COCO’s Memory Palace: A Strange Fantasia

(This is my KIKK Festival 2017 talk written up, from the Tech Track. It was opposite @quasimondo’s talk, so I think it might find a larger audience in text.)

This talk springs from my interest in transcoding text and images for artistic purposes. This talk is about photographs and generative poetry. Because I am also working with machine learning now, it’s also about memory, both the human and the modeled.

Project 1: Color Poems

The first project I’ll show was inspired by a wonderful color summarizer API by Martin Krzywinski. About 6 months ago I was impressed enough by the “image in words” section — see right side — that I asked him if I could make a bot that used the API for poetic purposes.
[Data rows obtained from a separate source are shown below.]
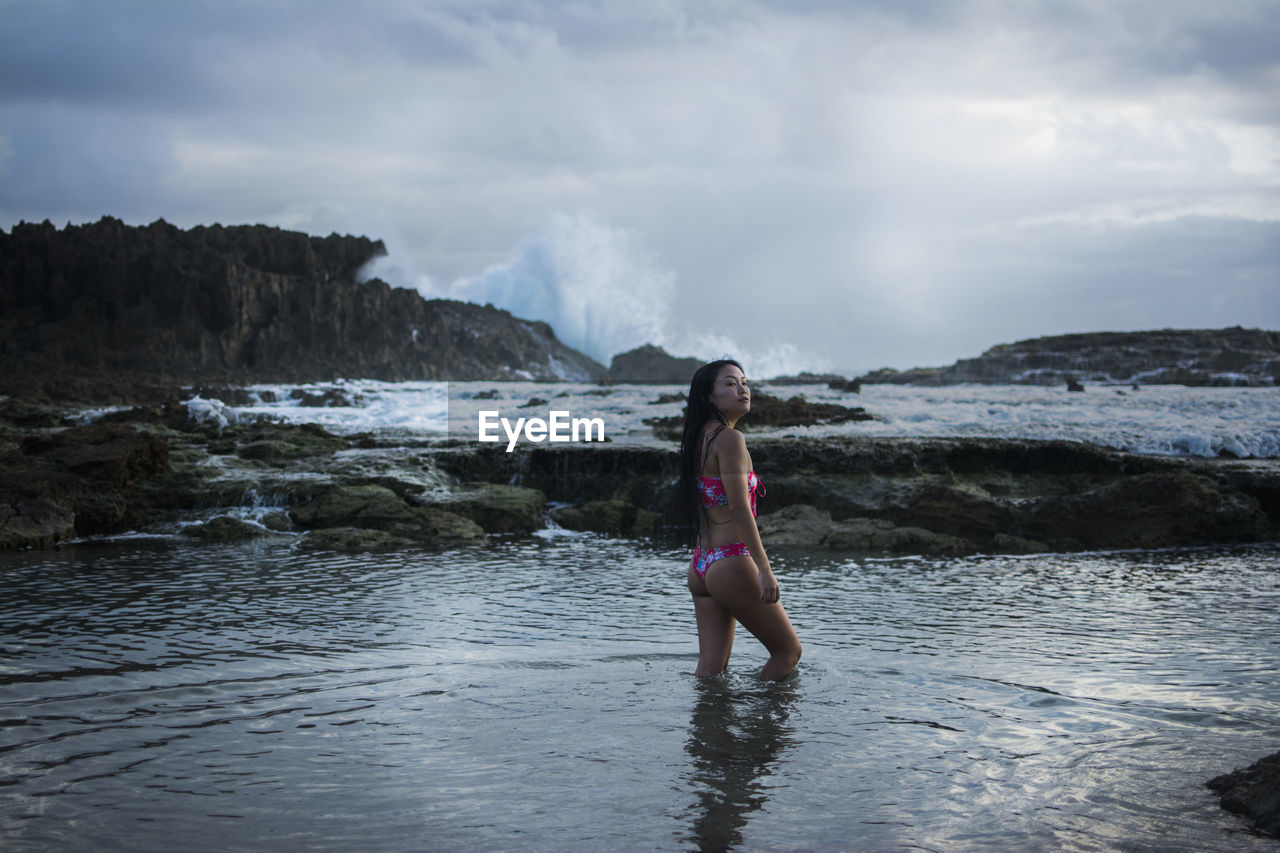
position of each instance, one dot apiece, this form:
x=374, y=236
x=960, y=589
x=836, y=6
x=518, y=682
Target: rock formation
x=652, y=365
x=1232, y=356
x=90, y=306
x=155, y=468
x=1253, y=792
He told me to do it and really double down on the poetry angle.

http://mkweb.bcgsc.ca/colorsummarizer/

Martin’s API has 9284 words for colors: “My list uses the following sources: bang-v2, beer SRM chart, colorhexa, crayola, n3, ntc, pantone, raveling, resene, rgb.txt (X11), steve.hollasch, wikipedia, and xkcd.” This means a lot of variation, which is what you want in a generative text algorithm.

My project takes random professional photos from the Unsplash API, which I pass thru a CSS filter process to convert to grayscale, blur and make transparent, and then overlay random color words from the top 4 colors returned by Martin’s API. I render the colors as words, and mix in a noun or two from the Google Cloud Vision API as well.

My Color Poems result (nouns from Vision API are probably “moisture” and “kelp”

The colors in the image are transcoded into text in a font of the same color, while the image itself becomes black and white and recedes into the background. I really like some of them, they surprise and make me laugh:

Others are just pretty and mysterious, like the images themselves.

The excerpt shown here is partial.